Background: Little is known regarding the epidemiology of chronic rhinosinusitis (CRS) in racial and ethnic minorities in the United States. This study was designed to comprehensively evaluate the current prevalence of CRS across various treatment settings to identify possible disparities in health care access and use between racial and ethnic populations.
Methods: The National Health Interview Survey (NHIS), National Ambulatory Medical Care Survey (NAMCS), and National Hospital Ambulatory Medical Care Survey (NHAMCS) database registries were extracted to identify the national prevalence of CRS in race/ethnic populations and resource use in ambulatory care settings. Systematic literature review identified studies reporting treatment outcomes in minority patients electing endoscopic sinus surgery (ESS). Data were supplemented using a multi-institutional cohort of patients undergoing surgical treatment.
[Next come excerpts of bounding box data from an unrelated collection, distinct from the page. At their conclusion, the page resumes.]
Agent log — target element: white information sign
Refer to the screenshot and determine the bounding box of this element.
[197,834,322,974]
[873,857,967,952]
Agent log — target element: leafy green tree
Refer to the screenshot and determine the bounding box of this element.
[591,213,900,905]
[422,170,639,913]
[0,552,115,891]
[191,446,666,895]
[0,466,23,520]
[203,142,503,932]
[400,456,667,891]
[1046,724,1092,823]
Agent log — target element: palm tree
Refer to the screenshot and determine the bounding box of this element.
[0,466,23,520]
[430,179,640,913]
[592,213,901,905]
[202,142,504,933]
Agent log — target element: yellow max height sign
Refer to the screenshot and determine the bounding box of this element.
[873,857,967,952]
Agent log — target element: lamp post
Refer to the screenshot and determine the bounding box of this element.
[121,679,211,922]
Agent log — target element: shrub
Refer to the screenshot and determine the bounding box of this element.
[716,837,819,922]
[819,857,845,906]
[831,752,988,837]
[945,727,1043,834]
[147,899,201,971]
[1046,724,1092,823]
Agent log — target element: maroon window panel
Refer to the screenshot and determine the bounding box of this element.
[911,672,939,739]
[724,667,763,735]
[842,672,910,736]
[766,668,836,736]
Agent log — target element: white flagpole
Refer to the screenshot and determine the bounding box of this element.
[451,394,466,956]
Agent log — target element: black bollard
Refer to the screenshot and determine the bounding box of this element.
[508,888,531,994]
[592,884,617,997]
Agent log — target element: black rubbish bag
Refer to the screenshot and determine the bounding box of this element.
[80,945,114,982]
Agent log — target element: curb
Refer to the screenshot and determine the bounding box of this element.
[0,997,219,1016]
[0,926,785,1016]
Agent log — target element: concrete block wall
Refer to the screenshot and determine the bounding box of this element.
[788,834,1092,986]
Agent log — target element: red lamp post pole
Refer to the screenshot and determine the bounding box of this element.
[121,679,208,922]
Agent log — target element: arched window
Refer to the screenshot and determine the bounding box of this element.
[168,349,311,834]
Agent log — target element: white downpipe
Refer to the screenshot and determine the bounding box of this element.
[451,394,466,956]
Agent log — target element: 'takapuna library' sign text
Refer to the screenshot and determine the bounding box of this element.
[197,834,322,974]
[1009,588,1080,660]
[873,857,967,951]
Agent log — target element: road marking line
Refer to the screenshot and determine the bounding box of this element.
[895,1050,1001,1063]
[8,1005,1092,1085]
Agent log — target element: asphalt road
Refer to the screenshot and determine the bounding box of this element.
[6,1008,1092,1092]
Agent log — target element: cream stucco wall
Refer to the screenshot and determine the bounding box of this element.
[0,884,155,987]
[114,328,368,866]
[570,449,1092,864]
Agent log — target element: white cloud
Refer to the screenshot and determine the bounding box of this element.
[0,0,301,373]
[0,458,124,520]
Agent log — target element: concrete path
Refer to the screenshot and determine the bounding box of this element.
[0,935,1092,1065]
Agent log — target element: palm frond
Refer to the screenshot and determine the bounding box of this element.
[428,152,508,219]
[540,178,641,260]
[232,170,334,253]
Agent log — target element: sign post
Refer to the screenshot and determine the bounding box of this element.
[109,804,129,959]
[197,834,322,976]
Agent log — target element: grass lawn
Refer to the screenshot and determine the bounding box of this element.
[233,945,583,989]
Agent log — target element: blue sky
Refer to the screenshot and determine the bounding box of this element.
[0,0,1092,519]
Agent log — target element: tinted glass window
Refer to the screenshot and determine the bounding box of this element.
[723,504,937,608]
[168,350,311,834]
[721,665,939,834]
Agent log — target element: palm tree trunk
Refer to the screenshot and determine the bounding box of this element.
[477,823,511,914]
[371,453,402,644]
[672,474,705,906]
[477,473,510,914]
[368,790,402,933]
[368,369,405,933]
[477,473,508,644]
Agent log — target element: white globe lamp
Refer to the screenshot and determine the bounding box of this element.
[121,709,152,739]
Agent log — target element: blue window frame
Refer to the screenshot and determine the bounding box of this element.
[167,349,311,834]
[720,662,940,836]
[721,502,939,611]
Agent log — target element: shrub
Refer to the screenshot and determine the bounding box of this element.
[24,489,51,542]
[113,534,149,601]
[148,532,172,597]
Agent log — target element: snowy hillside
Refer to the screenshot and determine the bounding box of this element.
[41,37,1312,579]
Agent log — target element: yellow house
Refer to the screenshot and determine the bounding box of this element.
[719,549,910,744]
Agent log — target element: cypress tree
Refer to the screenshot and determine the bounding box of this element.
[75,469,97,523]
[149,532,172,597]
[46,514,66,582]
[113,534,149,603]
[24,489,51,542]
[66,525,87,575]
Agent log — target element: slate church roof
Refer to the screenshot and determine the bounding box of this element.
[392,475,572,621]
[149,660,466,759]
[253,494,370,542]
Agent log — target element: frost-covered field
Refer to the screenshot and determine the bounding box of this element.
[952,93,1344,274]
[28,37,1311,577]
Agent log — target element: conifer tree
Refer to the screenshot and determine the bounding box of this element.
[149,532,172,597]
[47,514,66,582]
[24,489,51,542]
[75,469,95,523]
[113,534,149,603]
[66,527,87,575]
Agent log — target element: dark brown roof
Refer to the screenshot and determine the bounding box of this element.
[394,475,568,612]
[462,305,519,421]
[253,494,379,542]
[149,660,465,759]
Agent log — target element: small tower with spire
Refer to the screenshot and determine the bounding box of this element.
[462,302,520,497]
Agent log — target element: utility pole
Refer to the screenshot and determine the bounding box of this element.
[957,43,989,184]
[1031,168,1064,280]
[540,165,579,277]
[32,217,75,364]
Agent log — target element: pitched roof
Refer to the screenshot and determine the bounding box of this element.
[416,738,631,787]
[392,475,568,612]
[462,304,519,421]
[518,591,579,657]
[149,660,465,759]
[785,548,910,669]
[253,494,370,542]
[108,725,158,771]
Results: National survey data suggest CRS is a significant health condition for all major race/ethnic groups in the United States, accounting for a sizable portion of office, emergency, and outpatient visits. Differences in insurance status, work absenteeism, and resource use were found between race/ethnic groups. Despite its prevalence, few published studies include information regarding minority patients with CRS. Most (90%) cohort studies did not provide details of race/ethnicity for ESS outcomes. Prospective cohort analysis indicated that minority surgical patients accounted for only 18%, when compared with national census estimates (35%).
Conclusion: CRS is an important health condition for all major race/ethnic groups in the United States. Significant differences may exist across racial and ethnic categories with regard to CRS health status and health care use. Given current demographic shifts in the United States, specific attention should be given to understanding CRS within the context of racial and ethnic populations. Public clinical trial registration (www.clinicaltrials.gov) I.D. No. NCT00799097.